Building on the recent works of Inan [4] and Almahareeq-Peters-Vergili [1], we develop a rigorous axiomatic foundation for approximate algebra via an algebra-compatible closure operator $\Phi^{\!*}$ satisfying (C1)-(C4a) together with the balanced multiplicativity axiom (C4b) (and absorption required only for ideals). Our framework encompasses a theory of approximate modules with their isomorphism theorems, the construction of an approximate Zariski topology on the prime spectrum, and a compatible theory of localization.
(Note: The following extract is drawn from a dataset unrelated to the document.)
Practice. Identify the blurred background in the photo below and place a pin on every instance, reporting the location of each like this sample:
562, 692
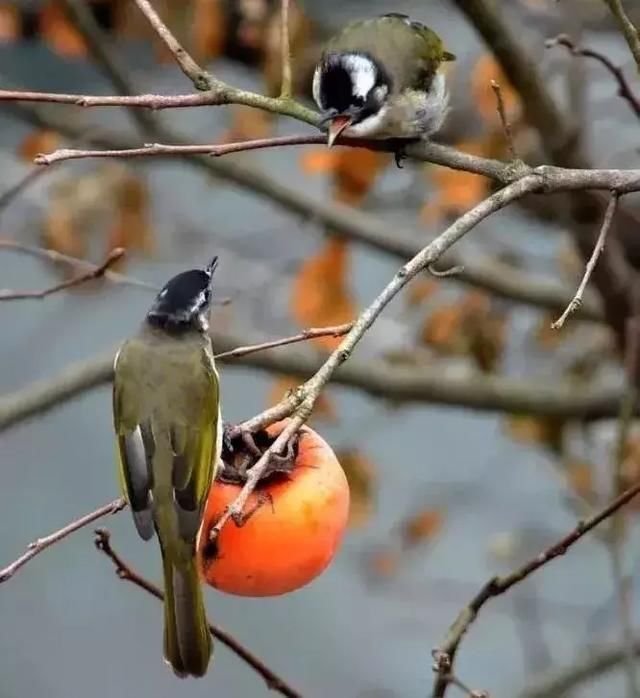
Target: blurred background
443, 496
Key results include a $\mathrm{T}_0$ property and a $\mathrm{T}_1$-criterion for the spectrum, an extension-contraction bijection for approximate prime ideals in localizations, and the equality of the approximate prime radical and the nilradical. The theory's utility is illustrated by computing $\mathrm{Spec}_{\!\Phi}(\mathbb{Z})$ for the modular closure $\Phi^{\!*}(A)=\langle A\rangle+m\mathbb{Z}$, which yields a finite discrete space -- in stark contrast to the classical $\mathrm{Spec}(\mathbb{Z})$, which is infinite and not even $\mathrm{T}_1$. We also outline a pathway toward an Approximate Nullstellensatz and record model classes of closures that ensure its evaluation-separation hypothesis.